Co-Authored-By: Claude <noreply@anthropic.com>
Signed-off-by: Andrei Kvapil <kvapss@gmail.com>
---
 design-proposals/ephemeral-vm-sessions/README.md | 6 +++---
 1 file changed, 3 insertions(+), 3 deletions(-)

diff --git a/design-proposals/ephemeral-vm-sessions/README.md b/design-proposals/ephemeral-vm-sessions/README.md
index 4ef5bed..d08ceab 100644
--- a/design-proposals/ephemeral-vm-sessions/README.md
+++ b/design-proposals/ephemeral-vm-sessions/README.md
@@ -87,9 +87,9 @@ Additive: a new, optional resource. Existing clusters, manifests, and the curren
 
 The clone runs behind a VM (KVM) boundary and inherits Cozystack's tenant-level Cilium isolation, because it is a pod in the tenant namespace: by default a tenant may egress to the public internet (`toEntities: world`) but not to other tenants or arbitrary cluster pods, and the kube-apiserver is unreachable unless a workload is explicitly labelled `policy.cozystack.io/allow-to-apiserver`.
 
-Per-session isolation is expressed through `spec.networkIsolation`, which the controller realises by creating a `SecurityGroup` (`sdn.cozystack.io/v1alpha1`) attached to the session's VM — the workload-level mechanism for declaring which peers a session may reach (public internet, named apps, CIDRs, FQDNs, other groups).
+Per-session isolation ships inside the `VMSession` chart as a `CiliumNetworkPolicy` scoped to the session's VM (an `endpointSelector` on the session label), toggled by `spec.networkIsolation`. It allows egress to the public internet and DNS, and uses Cilium **deny rules** (`egressDeny` / `ingressDeny`) to block private and internal ranges (RFC1918, link-local), the cluster pod/service CIDRs and the kube-apiserver, and other sessions in the same tenant (A↔B).
 
-One honest caveat: `SecurityGroup` is allow-only and additive, and the current tenant baseline is blanket-allow. So an allow-list does not yet *subtract* from the baseline — hard "deny RFC1918 / deny A↔B" enforcement depends on the platform's planned **default-deny tenant baseline** (future work in the SDN design). The clean end state is a default-deny baseline plus a per-session `SecurityGroup` that opens only the public internet: internet yes; private/internal/metadata/other-sessions no. `VMSession` adopts `SecurityGroup` now, so the intent is captured and ready, and gains full enforcement when default-deny lands; until then, hard A↔B isolation is available by running one tenant/namespace per session.

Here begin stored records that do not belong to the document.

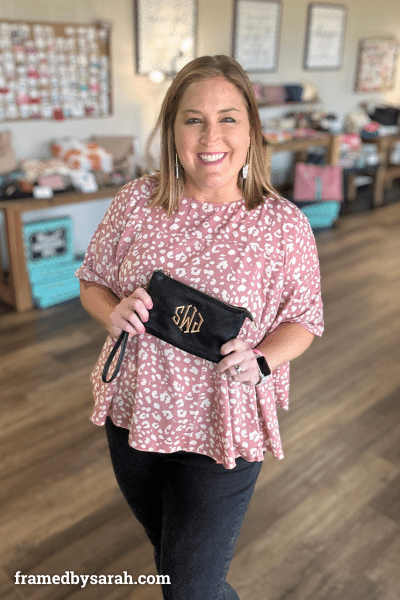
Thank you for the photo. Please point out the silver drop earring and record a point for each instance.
(245, 170)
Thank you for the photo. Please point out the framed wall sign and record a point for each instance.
(376, 68)
(165, 35)
(256, 31)
(326, 26)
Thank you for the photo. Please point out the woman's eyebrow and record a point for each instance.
(199, 112)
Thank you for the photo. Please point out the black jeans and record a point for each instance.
(192, 510)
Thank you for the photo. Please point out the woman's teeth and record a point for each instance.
(212, 157)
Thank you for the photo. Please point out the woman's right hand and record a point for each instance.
(130, 314)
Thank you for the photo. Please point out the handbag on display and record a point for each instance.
(186, 318)
(317, 183)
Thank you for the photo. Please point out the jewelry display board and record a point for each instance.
(325, 35)
(376, 68)
(54, 70)
(256, 30)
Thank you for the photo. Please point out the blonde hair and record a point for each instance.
(169, 188)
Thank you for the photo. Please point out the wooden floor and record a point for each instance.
(324, 524)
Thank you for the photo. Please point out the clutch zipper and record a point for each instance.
(253, 323)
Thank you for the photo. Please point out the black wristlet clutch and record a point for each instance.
(186, 318)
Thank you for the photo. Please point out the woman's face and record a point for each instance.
(212, 136)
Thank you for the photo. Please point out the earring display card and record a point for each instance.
(54, 71)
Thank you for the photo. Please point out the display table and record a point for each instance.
(15, 289)
(385, 171)
(301, 145)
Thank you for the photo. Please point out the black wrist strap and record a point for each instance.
(121, 341)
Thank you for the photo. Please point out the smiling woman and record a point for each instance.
(230, 97)
(187, 436)
(212, 138)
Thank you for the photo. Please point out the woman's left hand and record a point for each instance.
(240, 362)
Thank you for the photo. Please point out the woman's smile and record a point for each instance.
(212, 158)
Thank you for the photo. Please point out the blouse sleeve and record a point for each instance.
(301, 300)
(102, 259)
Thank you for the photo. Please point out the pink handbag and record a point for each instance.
(316, 182)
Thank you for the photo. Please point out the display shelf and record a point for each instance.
(15, 288)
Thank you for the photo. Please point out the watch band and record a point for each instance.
(263, 367)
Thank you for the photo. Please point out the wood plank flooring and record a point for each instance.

+This holds regardless of the blanket-allow tenant baseline, because Cilium deny rules take precedence over allow rules — so the policy enforces "internet yes; private/internal/metadata/other-sessions no" without depending on a platform-wide default-deny baseline. Shipping the policy in the chart follows existing precedent: the tenant chart and the `cilium-networkpolicy` system package already ship CiliumNetworkPolicies, the latter using `ingressDeny`.
 
 Accepted residual risk: a session can exfiltrate its own data over the permitted public path — inherent to "internet access is required".
 
@@ -115,7 +115,7 @@ A manual vertical slice on the existing apps first: clone a master's disk → bo
 ## Open questions
 
 1. **Entity shape.** `VMSession` cloning an existing VM, or `VMTemplate` + a `templateRef` on `VMInstance` (see *Alternatives considered*)?
-2. **Placement / A↔B granularity.** One tenant/namespace per session (hard isolation today), or a shared tenant relying on per-session `SecurityGroup`s — which needs the default-deny tenant baseline (SDN future work) to actually enforce.
+2. **Placement / A↔B granularity.** The chart-shipped per-session `CiliumNetworkPolicy` (deny rules) isolates A from B within a shared tenant directly; is that enough, or is one tenant/namespace per session still wanted as a coarser, simpler boundary?
 3. **Cross-tenancy.** Do we need it at all — a master/template in one tenant cloned into sessions in other tenants, or a single source shared across tenants — and if so, how to implement it (cross-namespace clone permissions, a `cozy-public`-style shared catalog, or sub-tenants)?
 4. **Spin-up latency.** Cold clone+boot is seconds; acceptable per session, or is a pre-warmed pool wanted?
 5. **Running source.** Is cloning a running master/template (crash-consistency) needed, or is a stopped one enough?